In this study, we discovered that PMI-based nomograms outperformed MELD and MELD-Na scores at predicting the long-term risk of cirrhosis in patients with non-cirrhotic HBV-ACLF. This may be explained by the fact that MELD and MELD-Na scores are designed for those with severe end-stage liver disease, while our study included non-cirrhotic ACLF patients. This could also be due to the strong association reported between sarcopenia and cirrhosis, which was neglected by MELD and MELD-Na scores. The nomogram can effectively guide the frequency of the follow-up and the decision related to initiation of nutritional intervention. Higher nomogram scores might lead to recommendations for more frequent follow-up and more aggressive nutritional intervention for greater benefit. Our DCA results indicated that more patients with HBV-ACLF could benefit from the timely and appropriate treatment when the threshold probability of the nomogram was > 3%.

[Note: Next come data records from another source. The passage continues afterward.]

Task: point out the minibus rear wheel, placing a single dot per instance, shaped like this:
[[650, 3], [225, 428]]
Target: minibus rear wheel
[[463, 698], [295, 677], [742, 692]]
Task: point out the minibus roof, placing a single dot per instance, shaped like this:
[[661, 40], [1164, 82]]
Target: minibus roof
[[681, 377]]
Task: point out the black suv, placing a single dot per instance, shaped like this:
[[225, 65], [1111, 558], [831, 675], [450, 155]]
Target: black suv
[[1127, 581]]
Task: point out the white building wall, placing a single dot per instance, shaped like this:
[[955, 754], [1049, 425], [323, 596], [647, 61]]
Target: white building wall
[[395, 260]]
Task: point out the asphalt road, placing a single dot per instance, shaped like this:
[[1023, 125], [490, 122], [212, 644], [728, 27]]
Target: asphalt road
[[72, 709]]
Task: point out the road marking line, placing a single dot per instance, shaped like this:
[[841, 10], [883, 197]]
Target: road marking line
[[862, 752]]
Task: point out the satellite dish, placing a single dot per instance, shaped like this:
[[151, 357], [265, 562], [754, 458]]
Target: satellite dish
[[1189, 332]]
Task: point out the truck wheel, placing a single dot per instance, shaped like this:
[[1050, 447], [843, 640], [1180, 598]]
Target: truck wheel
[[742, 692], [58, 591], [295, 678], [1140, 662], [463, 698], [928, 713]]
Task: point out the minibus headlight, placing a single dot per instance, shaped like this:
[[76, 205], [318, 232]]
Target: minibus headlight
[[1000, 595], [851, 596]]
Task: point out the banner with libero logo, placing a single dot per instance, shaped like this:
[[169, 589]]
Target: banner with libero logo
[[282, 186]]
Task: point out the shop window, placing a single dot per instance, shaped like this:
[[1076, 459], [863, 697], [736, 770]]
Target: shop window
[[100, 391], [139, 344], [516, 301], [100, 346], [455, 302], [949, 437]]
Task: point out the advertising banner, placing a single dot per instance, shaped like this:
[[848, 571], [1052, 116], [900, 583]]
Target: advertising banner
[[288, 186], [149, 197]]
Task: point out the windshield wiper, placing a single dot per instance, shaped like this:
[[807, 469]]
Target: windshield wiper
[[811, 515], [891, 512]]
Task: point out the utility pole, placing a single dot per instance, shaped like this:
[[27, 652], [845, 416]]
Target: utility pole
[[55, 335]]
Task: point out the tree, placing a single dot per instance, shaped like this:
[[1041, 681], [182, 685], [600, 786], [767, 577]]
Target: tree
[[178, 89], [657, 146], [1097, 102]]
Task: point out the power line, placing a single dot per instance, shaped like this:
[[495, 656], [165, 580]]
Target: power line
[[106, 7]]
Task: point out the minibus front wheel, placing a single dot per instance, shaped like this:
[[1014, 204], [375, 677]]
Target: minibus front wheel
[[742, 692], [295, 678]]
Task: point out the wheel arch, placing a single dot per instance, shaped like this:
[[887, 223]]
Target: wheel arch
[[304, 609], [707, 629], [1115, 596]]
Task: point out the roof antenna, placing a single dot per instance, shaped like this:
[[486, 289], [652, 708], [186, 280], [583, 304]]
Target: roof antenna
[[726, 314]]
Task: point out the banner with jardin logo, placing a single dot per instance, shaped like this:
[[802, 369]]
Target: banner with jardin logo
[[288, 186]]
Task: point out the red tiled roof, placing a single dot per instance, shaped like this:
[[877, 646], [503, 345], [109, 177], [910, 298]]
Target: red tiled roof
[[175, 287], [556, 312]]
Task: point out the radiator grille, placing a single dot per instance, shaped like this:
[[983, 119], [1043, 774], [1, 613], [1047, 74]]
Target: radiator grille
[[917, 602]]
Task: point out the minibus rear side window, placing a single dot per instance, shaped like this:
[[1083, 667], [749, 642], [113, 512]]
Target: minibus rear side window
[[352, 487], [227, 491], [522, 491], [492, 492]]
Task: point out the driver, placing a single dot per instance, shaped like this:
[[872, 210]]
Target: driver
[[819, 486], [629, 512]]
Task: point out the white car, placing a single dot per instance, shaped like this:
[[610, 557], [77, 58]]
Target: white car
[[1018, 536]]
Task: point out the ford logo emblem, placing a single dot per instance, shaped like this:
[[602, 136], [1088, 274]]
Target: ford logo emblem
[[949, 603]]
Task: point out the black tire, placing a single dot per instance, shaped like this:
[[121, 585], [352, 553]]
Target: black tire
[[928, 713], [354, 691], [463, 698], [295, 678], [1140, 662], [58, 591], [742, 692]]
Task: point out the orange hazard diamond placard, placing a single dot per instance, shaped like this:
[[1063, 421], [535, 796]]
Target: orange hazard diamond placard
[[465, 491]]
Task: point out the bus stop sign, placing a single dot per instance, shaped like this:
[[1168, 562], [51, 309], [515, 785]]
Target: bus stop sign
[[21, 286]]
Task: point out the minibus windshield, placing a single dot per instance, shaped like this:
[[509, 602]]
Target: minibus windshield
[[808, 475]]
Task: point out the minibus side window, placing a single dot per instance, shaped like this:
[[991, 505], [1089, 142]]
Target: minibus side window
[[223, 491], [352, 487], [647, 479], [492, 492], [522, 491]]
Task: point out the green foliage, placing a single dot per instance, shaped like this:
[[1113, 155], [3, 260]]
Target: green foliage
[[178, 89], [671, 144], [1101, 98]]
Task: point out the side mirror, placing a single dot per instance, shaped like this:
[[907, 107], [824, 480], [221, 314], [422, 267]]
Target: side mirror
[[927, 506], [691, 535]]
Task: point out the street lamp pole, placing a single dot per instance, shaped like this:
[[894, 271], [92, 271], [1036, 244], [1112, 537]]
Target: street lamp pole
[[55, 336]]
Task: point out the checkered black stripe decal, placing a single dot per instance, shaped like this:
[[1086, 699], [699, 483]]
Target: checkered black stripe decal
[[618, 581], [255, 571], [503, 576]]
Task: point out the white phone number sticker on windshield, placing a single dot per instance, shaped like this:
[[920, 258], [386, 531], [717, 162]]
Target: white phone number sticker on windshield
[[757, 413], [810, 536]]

The current study has certain limitations. First, it was retrospective in nature, thus resulting in inherent bias in the results. Second, all the subjects and their clinical information were obtained from a single center and external validation was lacking. Third, this study only analyzed the possible effect of baseline PMI on outcome, but the dynamic alterations of PMI were not taken into consideration. Lastly, the liver status prior to ACLF, particularly the extent of liver fibrosis, affects the risk of cirrhosis during the recovery period. Unfortunately, this study lacks data on this aspect. Therefore, the impact of PMI on the prognosis of ACLF lacks adequate assessment. Hence, multicenter prospective studies could be performed in future to further verify the robustness and applicability of our conclusions.

In summary, our study revealed that among non-cirrhotic HBV-ACLF patients, a lower PMI is independently correlated with the development of cirrhosis. The PMI-based nomogram can be a useful tool for assessing the likelihood of cirrhosis in non-cirrhotic HBV-ACLF patients at 1 year.